Trimming the trees allows us to keep them small enough to reach the branches without much more than a picking pole. If we let the trees grow untrammeled, we’d need special picking equipment (so-called ‘cherry pickers’, just like the ‘buckets’ you see utility crews using to get to the high wires). No need for that – the trees bear PLENTY – even better, I think, keeping them no taller than 12′. Another very important benefit of trimming the trees is that it helps hurricane-proof them against all but the aboslute worst tornado-like winds. So, every year, we have this ritual. The guy from the tree-topping service arrives with his machine and goes up and down the rows, first hedging, then topping the trees. But before he can begin, we must move all the chicken tractors out of the way, to a safe location. This means WAAY out of the way – when that big machine goes by, nothing is safe. A small twig thinner than your little finger can be thrown by the blades with such force that it will easily break a car window. We know – it happened one year. WWOOFer Stephanie had her van parked in what we thought was a safe spot, about 50 feet away from the driveway hedge, and a tiny twig of buttonwood smashed into her side window.
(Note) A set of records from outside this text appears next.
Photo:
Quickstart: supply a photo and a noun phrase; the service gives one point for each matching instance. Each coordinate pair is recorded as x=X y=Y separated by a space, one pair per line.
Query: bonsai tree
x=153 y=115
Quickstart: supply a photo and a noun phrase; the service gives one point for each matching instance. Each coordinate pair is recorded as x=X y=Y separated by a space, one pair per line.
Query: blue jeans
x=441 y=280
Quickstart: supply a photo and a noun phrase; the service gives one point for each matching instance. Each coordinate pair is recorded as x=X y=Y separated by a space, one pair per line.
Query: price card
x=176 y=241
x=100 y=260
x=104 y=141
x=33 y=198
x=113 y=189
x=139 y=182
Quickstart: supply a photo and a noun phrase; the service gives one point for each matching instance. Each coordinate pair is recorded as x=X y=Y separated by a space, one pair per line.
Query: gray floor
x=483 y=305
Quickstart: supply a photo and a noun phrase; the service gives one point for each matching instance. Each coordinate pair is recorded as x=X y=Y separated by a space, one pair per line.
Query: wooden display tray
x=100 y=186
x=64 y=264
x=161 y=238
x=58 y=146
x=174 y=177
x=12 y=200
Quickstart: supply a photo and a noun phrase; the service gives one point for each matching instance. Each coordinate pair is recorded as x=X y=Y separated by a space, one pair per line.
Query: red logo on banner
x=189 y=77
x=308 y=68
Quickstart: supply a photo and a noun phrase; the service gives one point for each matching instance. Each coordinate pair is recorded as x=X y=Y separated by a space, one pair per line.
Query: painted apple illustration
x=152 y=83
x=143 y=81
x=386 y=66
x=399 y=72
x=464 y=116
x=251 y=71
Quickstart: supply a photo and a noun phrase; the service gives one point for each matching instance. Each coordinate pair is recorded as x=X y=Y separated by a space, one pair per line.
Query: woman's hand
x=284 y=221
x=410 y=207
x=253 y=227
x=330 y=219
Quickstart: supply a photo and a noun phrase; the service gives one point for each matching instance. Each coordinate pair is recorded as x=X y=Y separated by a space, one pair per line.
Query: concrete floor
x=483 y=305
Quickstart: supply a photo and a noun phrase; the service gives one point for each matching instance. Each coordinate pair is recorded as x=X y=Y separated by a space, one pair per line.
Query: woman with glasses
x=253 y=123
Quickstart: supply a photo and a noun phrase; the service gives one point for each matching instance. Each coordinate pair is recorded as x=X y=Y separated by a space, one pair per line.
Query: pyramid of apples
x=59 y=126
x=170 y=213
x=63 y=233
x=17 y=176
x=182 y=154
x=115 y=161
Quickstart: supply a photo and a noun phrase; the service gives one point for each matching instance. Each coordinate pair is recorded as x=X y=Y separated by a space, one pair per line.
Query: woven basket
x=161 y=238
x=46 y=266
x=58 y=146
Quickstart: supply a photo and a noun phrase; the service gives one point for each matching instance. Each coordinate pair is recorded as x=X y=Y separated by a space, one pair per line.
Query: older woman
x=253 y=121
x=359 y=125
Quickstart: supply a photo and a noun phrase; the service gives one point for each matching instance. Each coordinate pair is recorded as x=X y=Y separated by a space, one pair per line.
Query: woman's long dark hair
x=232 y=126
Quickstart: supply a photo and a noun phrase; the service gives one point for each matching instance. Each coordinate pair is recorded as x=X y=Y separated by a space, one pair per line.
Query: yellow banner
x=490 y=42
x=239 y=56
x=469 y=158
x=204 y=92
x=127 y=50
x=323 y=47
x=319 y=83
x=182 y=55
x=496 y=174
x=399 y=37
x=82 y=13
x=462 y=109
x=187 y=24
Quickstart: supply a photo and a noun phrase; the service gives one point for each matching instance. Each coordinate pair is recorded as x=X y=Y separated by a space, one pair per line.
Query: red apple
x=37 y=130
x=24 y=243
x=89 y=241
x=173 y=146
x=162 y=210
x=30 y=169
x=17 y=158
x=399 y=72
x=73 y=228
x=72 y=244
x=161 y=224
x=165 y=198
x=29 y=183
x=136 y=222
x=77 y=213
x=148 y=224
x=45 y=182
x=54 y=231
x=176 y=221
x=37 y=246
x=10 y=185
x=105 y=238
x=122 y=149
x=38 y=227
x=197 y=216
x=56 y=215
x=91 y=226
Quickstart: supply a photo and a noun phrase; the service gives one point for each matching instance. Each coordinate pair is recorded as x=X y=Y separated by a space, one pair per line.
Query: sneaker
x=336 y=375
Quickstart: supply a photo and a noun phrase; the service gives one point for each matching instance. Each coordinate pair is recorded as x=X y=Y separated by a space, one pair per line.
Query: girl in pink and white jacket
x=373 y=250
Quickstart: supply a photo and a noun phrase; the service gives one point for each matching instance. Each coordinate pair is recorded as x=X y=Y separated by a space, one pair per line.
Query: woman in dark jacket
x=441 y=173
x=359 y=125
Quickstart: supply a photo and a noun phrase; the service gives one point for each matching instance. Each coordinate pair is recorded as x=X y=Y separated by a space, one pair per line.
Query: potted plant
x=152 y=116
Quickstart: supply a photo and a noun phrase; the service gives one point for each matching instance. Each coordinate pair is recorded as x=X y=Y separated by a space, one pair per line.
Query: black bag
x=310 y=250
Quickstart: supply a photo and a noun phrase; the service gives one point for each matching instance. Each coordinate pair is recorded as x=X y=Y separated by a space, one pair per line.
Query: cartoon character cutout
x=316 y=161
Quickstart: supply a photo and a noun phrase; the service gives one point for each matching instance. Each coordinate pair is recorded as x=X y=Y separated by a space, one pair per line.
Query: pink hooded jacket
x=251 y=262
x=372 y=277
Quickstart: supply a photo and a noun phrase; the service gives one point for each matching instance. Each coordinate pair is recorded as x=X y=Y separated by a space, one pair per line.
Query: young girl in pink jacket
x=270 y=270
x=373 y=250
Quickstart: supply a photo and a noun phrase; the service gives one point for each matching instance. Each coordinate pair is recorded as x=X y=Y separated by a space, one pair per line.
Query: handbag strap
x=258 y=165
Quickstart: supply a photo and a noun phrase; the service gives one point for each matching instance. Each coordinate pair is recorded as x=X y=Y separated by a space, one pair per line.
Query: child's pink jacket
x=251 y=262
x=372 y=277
That taught us proper respect for those machines, which always remind me of a cross between The Chain Saw Massacre and Edward Scissorhands!
After the topping and hedging is complete, then next thing is to clean up the mess. This is best done by driving through the entire grove with the bush hog (that’s the BIG mower attachment), grinding up all the cut branches. It needs several passes, and the really big branches need to be taken out of the way. We also need to go up and down each row, pulling out branches that are hung up on the tree or that fell below where the bush hog can’t reach. It’s quite a project, and generally takes 3 or 4 people a good chunk of the day to finish.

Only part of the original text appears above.